Salome Jicia of Georgia was seriously miscast as the Lady. She simply does not have the vocal makeup to take on such a role. Between wrong breathing and no notion of Italian diction she sounded like a duck out of water throughout.
These vocal disasters were set in a vulgar, meaningless, sloppy extravaganza of Damiano Michieletto’s staging. This man was responsible for ROF’s witty La Scala di Seta (2009 and 2011) and La Gaza Ladra (2007 and 2015). But both those operas sparkle with COMEDY. Try forcing that onto La donna del lago and you massacre the opera. That is just what Mr Michieletto did.
Jack Buckley
I listened to the live stream of the first performance. Two things stood out for me about Flórez’s performance. First, that his voice was a bit rougher than it used to be. I imagined at the time that he might not be too pleased with the sound, but for me it was an improvement in that I have always disliked the nearly sinewave monotony of his tone. Second, for the first time ever in all the times listening to Flórez and watching HD performances, and seeing him in person — he moved me emotionally. He used his voice to project a variety of emotions that kept me wanting to hear more. I was wondering if coping with his changing voice had stimulated him to become more expressive. I welcome this improvement in emotional tone – previously he used to sound to me like a soprano kazoo. With a lot of very hidden charm. The charisma was out in the open that night; I hope it stays there.

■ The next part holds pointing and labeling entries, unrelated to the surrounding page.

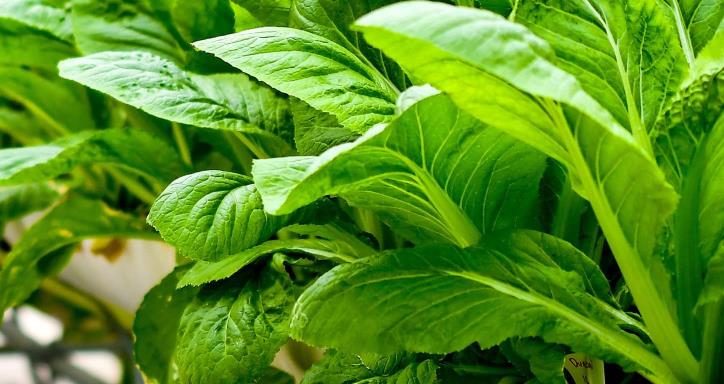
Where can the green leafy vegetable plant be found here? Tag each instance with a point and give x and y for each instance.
(431, 192)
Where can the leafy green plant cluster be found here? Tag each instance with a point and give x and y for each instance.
(432, 192)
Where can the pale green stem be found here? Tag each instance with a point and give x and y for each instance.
(683, 34)
(662, 327)
(181, 143)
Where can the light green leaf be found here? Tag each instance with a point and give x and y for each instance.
(699, 20)
(41, 95)
(156, 325)
(21, 124)
(435, 174)
(210, 215)
(39, 14)
(713, 290)
(545, 361)
(159, 87)
(311, 68)
(316, 131)
(24, 46)
(131, 149)
(328, 242)
(344, 368)
(33, 257)
(332, 19)
(336, 368)
(231, 331)
(275, 376)
(509, 80)
(197, 20)
(698, 225)
(269, 12)
(439, 299)
(114, 25)
(19, 200)
(692, 111)
(629, 58)
(415, 373)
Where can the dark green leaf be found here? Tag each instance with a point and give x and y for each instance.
(231, 331)
(316, 131)
(156, 325)
(435, 174)
(210, 215)
(159, 87)
(269, 12)
(311, 68)
(439, 299)
(39, 14)
(201, 19)
(332, 19)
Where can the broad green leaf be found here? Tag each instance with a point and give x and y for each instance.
(269, 12)
(698, 228)
(344, 368)
(201, 19)
(316, 131)
(31, 259)
(24, 46)
(692, 111)
(543, 360)
(21, 124)
(231, 330)
(210, 215)
(155, 327)
(434, 174)
(332, 19)
(311, 68)
(19, 200)
(42, 95)
(130, 149)
(336, 368)
(275, 376)
(160, 88)
(710, 212)
(628, 57)
(325, 242)
(439, 299)
(509, 67)
(713, 290)
(39, 14)
(115, 25)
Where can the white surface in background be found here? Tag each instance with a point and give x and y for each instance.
(15, 369)
(103, 365)
(40, 327)
(124, 281)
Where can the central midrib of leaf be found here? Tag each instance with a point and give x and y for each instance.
(460, 228)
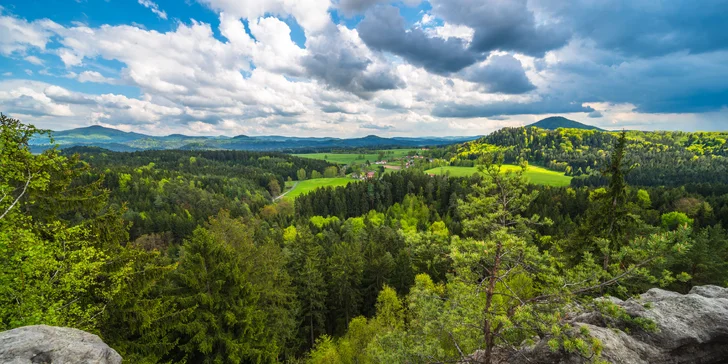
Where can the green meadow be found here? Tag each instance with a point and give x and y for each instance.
(535, 174)
(349, 158)
(309, 185)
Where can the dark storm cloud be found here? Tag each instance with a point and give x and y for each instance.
(547, 106)
(383, 29)
(351, 7)
(507, 25)
(644, 28)
(502, 74)
(676, 83)
(342, 69)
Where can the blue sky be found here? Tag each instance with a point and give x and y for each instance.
(359, 67)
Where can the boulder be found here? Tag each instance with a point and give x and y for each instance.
(691, 329)
(54, 345)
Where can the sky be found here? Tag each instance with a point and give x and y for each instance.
(350, 68)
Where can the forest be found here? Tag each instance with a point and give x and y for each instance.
(185, 256)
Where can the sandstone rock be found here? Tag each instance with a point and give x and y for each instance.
(692, 329)
(54, 345)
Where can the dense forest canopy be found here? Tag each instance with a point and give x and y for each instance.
(185, 256)
(660, 158)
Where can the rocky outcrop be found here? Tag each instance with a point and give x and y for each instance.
(54, 345)
(691, 329)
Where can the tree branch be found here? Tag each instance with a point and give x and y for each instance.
(25, 188)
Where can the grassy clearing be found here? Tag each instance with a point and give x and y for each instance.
(349, 158)
(309, 185)
(535, 174)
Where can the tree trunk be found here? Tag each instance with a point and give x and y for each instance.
(488, 336)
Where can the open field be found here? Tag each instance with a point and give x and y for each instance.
(535, 174)
(348, 158)
(311, 184)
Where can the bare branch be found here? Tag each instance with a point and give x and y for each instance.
(25, 188)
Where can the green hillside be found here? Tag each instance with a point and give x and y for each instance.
(534, 174)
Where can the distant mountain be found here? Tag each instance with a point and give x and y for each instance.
(96, 134)
(120, 141)
(556, 122)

Informed comments like this are always appreciated by S&H. Thank you.
I was reporting on the Flórez second performance, but colleagues from the French and Italian press who had been present at the first, said there wasn’t much difference between the two. I’m sorry that I didn’t have time to stay to his recital which came on the last day. You say you found his voice a bit rougher than it used to be. That was my main concern. I have never ever noted any sinewy monotony of tone. And until this performance his expression had always been gloriously expressive. For me, the easy charm of delivery had been one of his defining qualities. But it was woefully absent in this ‘Donna del Lago’, as I tried to make clear.